Season 2, which picks up immediately where Episode 8 of Season 1 left off, is just as riveting.
At least for the first three episodes we’ve seen so far, we don’t really see Janice’s dead body, but we see Gene losing his joie de vivre as he grieves over Janice’s untimely “demise.”
Gene then calls off his acting students’ production of “The Front Page”—Ben Hecht and Charles MacArthur’s comedy about tabloid reporters on the police beat—and decides to dissolve his acting tutorials for good. He even thinks of killing himself using the gun given to him by Rip Torn in one of their last movies together.
But Gene changes his mind when Barry begins talking about the first man he killed in Afghanistan. His unintended but moving “soliloquy” inspires the class to devise a show surrounding each of the actors’ personal burdens.
They soon realize, however, that staying “truthful” to their respective stories is easier said than done.
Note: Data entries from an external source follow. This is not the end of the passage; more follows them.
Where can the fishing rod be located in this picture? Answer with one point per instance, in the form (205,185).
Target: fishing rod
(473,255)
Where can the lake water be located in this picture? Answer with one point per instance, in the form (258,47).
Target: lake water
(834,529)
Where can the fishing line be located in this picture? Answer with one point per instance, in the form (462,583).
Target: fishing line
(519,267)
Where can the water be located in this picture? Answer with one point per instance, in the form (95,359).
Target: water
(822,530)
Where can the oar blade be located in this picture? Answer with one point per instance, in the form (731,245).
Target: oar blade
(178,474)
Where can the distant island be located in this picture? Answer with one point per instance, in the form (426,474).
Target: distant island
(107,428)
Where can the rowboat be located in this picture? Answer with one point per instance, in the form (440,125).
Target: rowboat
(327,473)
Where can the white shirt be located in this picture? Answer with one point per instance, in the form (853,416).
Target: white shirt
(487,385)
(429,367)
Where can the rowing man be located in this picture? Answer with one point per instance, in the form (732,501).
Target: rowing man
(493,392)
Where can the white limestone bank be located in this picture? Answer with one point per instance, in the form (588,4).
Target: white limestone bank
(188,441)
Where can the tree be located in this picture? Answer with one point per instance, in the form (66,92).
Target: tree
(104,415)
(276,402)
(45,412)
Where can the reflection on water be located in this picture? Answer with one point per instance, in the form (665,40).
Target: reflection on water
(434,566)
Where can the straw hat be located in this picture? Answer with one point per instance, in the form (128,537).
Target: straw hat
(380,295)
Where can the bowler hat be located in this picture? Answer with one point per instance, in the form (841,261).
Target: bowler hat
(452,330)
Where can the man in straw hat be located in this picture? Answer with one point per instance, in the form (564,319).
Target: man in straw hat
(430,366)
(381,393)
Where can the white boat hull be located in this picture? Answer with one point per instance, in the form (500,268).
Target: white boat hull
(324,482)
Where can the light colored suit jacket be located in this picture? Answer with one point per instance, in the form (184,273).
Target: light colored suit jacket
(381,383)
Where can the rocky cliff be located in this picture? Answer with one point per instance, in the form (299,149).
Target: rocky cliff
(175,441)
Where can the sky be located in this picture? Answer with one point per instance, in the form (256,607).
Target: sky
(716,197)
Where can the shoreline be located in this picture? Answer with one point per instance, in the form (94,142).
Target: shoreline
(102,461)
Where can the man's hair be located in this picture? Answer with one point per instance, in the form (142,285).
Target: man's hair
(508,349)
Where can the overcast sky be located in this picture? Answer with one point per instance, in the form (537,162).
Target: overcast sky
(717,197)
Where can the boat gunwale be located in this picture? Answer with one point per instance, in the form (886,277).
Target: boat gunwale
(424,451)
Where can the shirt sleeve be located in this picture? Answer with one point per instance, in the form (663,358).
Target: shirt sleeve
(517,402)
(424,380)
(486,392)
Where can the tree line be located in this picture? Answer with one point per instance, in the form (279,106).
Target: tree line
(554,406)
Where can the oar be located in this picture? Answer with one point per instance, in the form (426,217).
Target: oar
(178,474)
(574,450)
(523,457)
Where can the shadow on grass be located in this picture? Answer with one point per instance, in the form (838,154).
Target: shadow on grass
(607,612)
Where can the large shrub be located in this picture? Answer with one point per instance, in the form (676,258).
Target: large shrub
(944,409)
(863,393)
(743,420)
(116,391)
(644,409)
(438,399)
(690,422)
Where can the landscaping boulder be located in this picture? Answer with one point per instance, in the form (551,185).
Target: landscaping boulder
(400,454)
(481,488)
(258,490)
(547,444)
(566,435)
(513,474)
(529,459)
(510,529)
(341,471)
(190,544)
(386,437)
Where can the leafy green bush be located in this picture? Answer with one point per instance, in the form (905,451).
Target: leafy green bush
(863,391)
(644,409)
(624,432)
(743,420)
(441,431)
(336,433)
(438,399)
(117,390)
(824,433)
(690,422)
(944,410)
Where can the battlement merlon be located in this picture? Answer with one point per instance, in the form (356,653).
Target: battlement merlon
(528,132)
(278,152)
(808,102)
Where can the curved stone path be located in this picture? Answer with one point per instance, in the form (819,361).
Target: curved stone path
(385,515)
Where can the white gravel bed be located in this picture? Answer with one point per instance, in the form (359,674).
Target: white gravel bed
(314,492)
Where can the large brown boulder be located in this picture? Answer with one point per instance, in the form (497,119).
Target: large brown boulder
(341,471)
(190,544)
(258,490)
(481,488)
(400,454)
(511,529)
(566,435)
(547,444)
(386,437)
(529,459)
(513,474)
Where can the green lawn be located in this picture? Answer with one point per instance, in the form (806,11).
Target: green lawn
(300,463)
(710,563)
Sally even “revises” the painful and demeaning circumstances behind her toxic relationship with her abusive ex-squeeze, Sam.
Meanwhile, the Chechens have forged a new partnership with a rising Burmese mob that uses its religion to slip contraband into the United States.
Barry tells Noho Hank (Anthony Carrigan), the new head of the Chechen group, about his intention to turn over a new leaf. To make the “transition” smoother, he volunteers to teach the mob’s bungling goons how to shoot guns properly.
At a crime scene, police investigators begin to close in on Barry when they find a tooth that belongs to his “partner in crime,” Monroe Fuches (Stephen Root)—who has agreed to work hand in hand with a vengeful detective to get Barry to admit to his crimes. But not if Barry can help it!